Hans und Gertrude haben folgendes Anliegen:
Neben einer gemeinsamen Tochter hat Gertrude aus erster Ehe einen 10-jährigen Sohn. Die erste Ehe ist schon kurz nach der Geburt aufgelöst worden, vor 7 Jahren hat sie dann wieder geheiratet. Hans hat zu seinem Stiefsohn eine enge Beziehung und überlegt jetzt, ob er ihn nicht adoptieren kann. Ist das möglich?


Ja, prinzipiell ist das möglich, allerdings sind mehrere Voraussetzungen und Vorschriften zu beachten und bedarf der Adoptionsvertrag einer gerichtlichen Bewilligung, die nur unter bestimmten Umständen erteilt werden kann.
Die Annahme eines Adoptivkindes kann durch ein Ehepaar (nur gemeinsam) oder durch eine Einzelperson erfolgen. Der jeweilige Adoptivelternteil tritt an die Stelle des entsprechenden leiblichen Elternteils.
Nach der Rechtsprechung ist Zweck der Adoption, elternlose Kinder, Kinder aus zerrütteten Familien oder von Eltern, die aus irgendeinem Grund eine geeignete Erziehung ihrer Kinder nicht gewährleisten oder denen sogar Kinder unerwünscht sind, der Erziehung und Sorge geeigneter und verantwortungsbewußter Menschen zu übergeben. Im Vordergrund steht somit das Wohl des Kindes und die Herstellung eines Eltern - Kind - Verhältnisses.

Welche Voraussetzungen gibt es?
· Unbedingte Voraussetzung ist die begründete Aussicht, dass zwischen den Annehmenden und dem Wahlkind eine dem Verhältnis zwischen leiblichen Eltern und Kindern entsprechende Beziehung besteht oder hergestellt werden soll. Die Adoption muss dem Wohl des nicht volljährigen Kindes dienen. Bei volljährigen Kindern muss auch zusätzlich ein gerechtfertigtes Anliegen vorliegen.

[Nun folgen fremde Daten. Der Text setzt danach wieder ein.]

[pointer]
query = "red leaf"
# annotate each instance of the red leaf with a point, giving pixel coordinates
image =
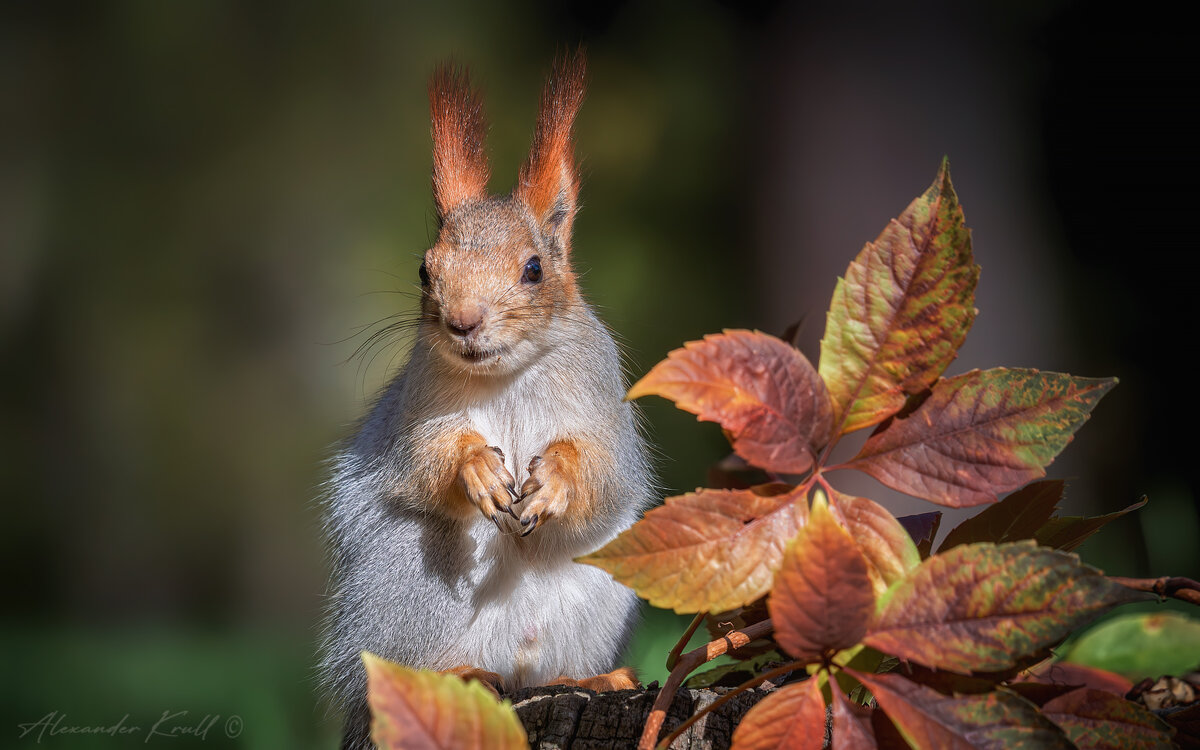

· Es darf kein entgegenstehendes "überwiegendes Anliegen" eines leiblichen Kindes des/der Annehmenden geben - etwa Gefährdung von Unterhalt oder Erziehung leiblicher Kinder, wirtschaftliche Interessen der leiblichen Kinder (z. B. Schmälerung der Erbquote) sind grundsätzlich nicht berücksichtigt.

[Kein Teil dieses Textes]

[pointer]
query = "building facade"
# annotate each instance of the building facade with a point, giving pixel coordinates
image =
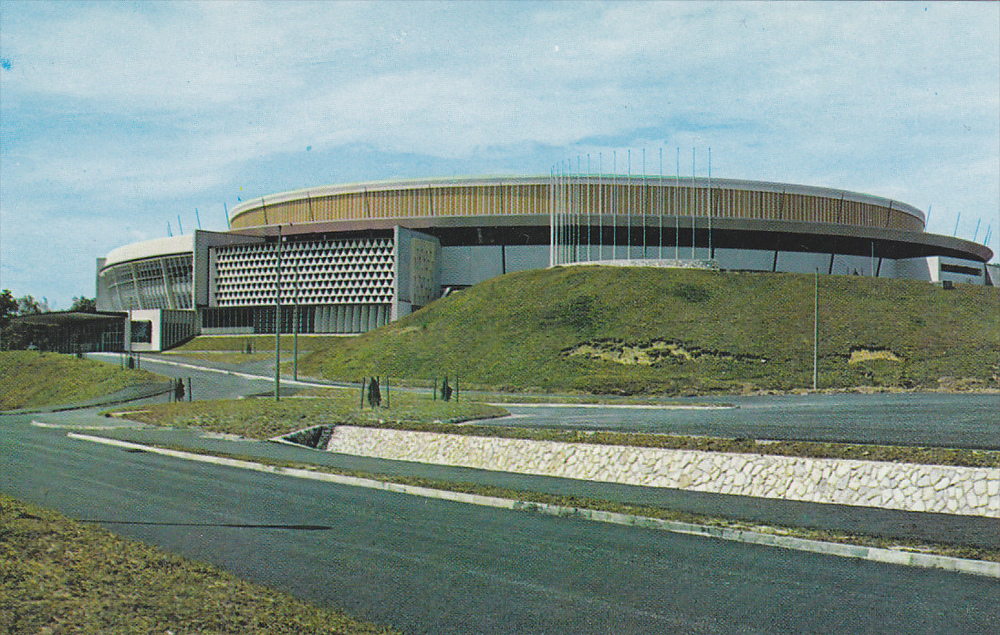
(354, 257)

· Es dürfen keine Vorstrafen bestehen (gilt für alle in der Hausgemeinschaft lebenden Personen)
· Persönliche, soziale, gesundheitliche und finanzielle Rahmenbedingungen müssen stimmen.
· Mindestalter und weitere Voraussetzungen

Mindestalter erforderlich? Dürfen nur Ehepaare adoptieren?
· Mindestalter der Adoptiveltern/Annehmenden:
Der Mann muss mind. 30 Jahre und die Frau mind. 28 Jahre alt sein. Eine Unterschreitung dieser Mindestaltersgrenze ist dann zulässig, wenn entweder ein Ehepaar gemeinsam oder ein Ehegatte das leibliche Kind des anderen Gatten annimmt (wie bei Hans und Gertrude)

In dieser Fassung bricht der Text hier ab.